Home. This term, which once held a constant definition in my life, has become a concept so variable that I don’t completely feel it anywhere. Since coming to college, I’ve discovered an incredibly valuable lesson: home is so much more than just one place or feeling.

My perception of home first shifted when I returned to my hometown for Thanksgiving break. My college life seems like a constant rush from one thing to the next, so returning to the simplicity of my hometown after adapting to this new mindset was an odd experience. Seeing cornfields stretch into the horizon for miles on end was a shocking contrast to the infrastructure I’d become accustomed to seeing stacked outside my bedroom window. It made me realize how my perception of home had shifted, but also I didn’t realize the breath of fresh air that getting out of the college bubble could be until I remembered how peaceful being at home was. I came to admire things from my hometown that I forgot I loved so much: having my car, eating at my favorite local restaurants, being around my family and friends, just to name a few. My hometown became a place of comfort and rest, and while I was there it almost felt like I’d never left. Almost. Now, I became taken aback by the difference in the simplest of things which once seemed so commonplace to me, reminding me that I was not as familiar with this perception of “home” as I once was now that I had a second home to compare it to. Everything in my hometown seemed to stay the same even though I’d changed so much and all of a sudden, this home was not fully mine anymore.
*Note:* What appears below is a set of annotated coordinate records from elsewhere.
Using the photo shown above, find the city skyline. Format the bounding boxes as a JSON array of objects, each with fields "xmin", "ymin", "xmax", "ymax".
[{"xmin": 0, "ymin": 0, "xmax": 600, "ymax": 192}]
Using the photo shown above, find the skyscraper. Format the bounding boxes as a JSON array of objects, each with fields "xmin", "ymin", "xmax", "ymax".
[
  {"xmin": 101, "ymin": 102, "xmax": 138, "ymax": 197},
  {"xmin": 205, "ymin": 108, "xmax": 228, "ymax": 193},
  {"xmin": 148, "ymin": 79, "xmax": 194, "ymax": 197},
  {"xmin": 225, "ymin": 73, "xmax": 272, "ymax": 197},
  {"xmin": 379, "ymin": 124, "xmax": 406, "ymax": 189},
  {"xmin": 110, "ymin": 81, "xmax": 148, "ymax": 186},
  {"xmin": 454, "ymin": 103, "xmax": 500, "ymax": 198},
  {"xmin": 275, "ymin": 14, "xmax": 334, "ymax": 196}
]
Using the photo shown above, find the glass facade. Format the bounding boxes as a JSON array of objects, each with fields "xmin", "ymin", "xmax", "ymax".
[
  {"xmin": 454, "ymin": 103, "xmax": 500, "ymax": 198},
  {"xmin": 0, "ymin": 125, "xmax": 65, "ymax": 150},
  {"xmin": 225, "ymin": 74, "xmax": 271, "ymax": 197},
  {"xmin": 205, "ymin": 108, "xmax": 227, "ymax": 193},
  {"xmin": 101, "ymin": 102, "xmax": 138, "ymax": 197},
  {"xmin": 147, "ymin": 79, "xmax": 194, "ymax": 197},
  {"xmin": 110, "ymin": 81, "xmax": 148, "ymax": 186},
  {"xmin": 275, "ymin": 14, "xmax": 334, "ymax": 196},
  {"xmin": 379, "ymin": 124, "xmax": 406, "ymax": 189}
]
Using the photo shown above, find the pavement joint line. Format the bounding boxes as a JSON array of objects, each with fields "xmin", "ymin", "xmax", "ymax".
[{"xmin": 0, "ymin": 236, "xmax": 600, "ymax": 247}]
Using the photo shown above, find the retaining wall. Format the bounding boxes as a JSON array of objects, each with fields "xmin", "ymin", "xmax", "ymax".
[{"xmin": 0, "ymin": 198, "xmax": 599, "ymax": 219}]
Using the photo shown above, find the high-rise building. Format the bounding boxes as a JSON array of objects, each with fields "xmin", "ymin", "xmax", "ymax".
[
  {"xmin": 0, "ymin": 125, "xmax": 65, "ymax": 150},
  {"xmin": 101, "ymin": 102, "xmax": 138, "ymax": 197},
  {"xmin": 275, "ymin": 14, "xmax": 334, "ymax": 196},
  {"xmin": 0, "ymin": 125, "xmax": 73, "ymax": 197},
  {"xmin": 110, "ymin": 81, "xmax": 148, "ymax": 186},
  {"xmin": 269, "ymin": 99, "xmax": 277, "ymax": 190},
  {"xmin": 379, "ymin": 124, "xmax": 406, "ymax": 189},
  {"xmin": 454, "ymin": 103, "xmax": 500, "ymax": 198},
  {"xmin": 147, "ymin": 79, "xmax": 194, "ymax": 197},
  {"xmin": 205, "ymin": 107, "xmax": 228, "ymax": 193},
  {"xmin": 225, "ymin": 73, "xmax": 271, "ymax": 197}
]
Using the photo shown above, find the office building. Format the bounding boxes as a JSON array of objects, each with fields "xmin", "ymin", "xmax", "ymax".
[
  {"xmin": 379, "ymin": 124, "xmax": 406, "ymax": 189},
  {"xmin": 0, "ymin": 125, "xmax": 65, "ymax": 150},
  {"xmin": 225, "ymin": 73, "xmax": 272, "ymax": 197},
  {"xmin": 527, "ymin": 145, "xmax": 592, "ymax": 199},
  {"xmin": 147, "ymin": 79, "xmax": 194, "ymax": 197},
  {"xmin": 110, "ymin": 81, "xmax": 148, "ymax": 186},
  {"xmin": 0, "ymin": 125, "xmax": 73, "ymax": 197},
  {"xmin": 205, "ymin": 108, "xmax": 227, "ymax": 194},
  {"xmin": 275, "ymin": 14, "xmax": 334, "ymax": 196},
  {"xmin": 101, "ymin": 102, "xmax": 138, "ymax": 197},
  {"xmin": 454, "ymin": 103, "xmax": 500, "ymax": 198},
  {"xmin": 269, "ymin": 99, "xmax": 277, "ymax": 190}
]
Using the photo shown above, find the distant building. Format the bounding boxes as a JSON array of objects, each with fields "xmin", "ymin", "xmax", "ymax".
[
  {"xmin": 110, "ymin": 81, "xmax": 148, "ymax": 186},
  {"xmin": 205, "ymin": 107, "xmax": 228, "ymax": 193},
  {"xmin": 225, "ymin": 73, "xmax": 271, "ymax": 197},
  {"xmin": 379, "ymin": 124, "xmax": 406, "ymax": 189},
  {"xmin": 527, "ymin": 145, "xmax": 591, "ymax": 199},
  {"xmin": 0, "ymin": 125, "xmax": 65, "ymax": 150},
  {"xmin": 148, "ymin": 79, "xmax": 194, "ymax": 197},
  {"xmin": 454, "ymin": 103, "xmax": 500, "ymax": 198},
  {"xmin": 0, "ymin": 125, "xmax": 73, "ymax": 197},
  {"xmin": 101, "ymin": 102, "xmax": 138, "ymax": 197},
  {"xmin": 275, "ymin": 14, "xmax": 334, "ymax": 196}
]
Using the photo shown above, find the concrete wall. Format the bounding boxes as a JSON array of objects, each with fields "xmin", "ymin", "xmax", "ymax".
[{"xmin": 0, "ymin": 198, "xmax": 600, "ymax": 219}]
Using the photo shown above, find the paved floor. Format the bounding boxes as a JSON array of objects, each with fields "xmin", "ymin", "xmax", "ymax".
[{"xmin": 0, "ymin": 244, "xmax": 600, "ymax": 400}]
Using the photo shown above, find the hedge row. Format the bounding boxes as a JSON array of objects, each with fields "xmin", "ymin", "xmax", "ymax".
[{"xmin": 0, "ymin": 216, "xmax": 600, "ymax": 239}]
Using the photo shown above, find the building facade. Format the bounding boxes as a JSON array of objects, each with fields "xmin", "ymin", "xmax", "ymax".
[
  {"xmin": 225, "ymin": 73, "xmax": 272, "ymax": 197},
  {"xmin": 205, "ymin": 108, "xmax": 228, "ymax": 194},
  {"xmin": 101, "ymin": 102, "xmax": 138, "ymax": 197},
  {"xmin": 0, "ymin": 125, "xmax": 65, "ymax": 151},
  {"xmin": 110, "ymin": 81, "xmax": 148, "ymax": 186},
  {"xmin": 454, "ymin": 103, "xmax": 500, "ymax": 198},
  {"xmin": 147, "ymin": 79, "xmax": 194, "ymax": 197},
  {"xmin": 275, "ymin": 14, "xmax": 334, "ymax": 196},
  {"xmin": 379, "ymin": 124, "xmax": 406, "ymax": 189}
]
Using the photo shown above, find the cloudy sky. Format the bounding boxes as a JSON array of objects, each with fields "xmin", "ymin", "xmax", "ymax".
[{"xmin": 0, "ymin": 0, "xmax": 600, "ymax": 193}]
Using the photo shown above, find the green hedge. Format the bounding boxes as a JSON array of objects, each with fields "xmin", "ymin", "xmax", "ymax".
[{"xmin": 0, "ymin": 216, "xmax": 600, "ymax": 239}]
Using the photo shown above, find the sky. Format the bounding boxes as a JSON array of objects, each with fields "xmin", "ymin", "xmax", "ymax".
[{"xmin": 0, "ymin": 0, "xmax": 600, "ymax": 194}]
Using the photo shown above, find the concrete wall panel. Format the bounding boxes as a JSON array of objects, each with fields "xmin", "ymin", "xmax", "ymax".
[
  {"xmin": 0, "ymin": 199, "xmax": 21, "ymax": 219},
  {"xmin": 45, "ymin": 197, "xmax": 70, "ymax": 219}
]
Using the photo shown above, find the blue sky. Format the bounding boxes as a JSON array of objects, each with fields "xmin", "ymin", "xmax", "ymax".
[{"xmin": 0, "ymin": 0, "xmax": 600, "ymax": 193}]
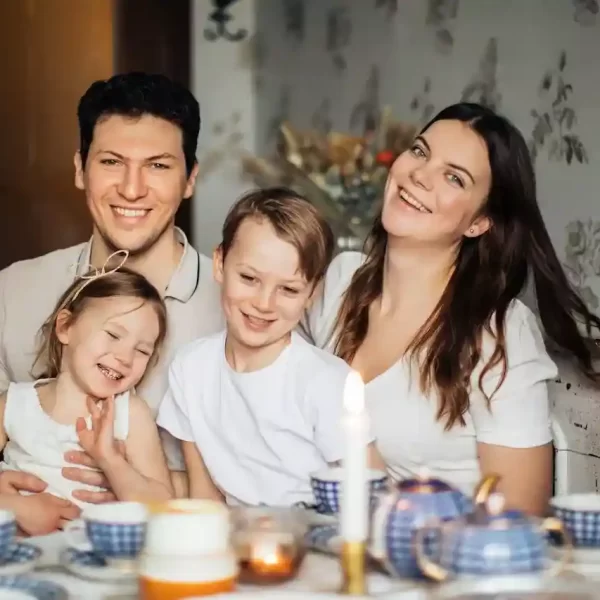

Coming back to college after an experience like that was also strange. Getting thrown back into the campus environment was abrupt, but I quickly fell back into the college lifestyle, again growing accustomed to this alternative version of home. Still, as a result of now identifying multiple places as my home, I felt less grounded in its definition than I once had. Home was no longer one location with one meaning, it was different places with different perspectives. Though it is strange to no longer have a singular place to call home, I noticed how my life has felt more enriched. Knowing that I’d been able to live in different places and fall in love with various things that those locations had to offer was a very gratifying thing. Home was now something I identified as a feeling that I could connect with, regardless of the location I was in. To realize how it was so much deeper than just a physical spot, rather memories, experiences, context, and habits I’d grown accustomed to throughout a spectrum of places, was a really valuable thing to learn.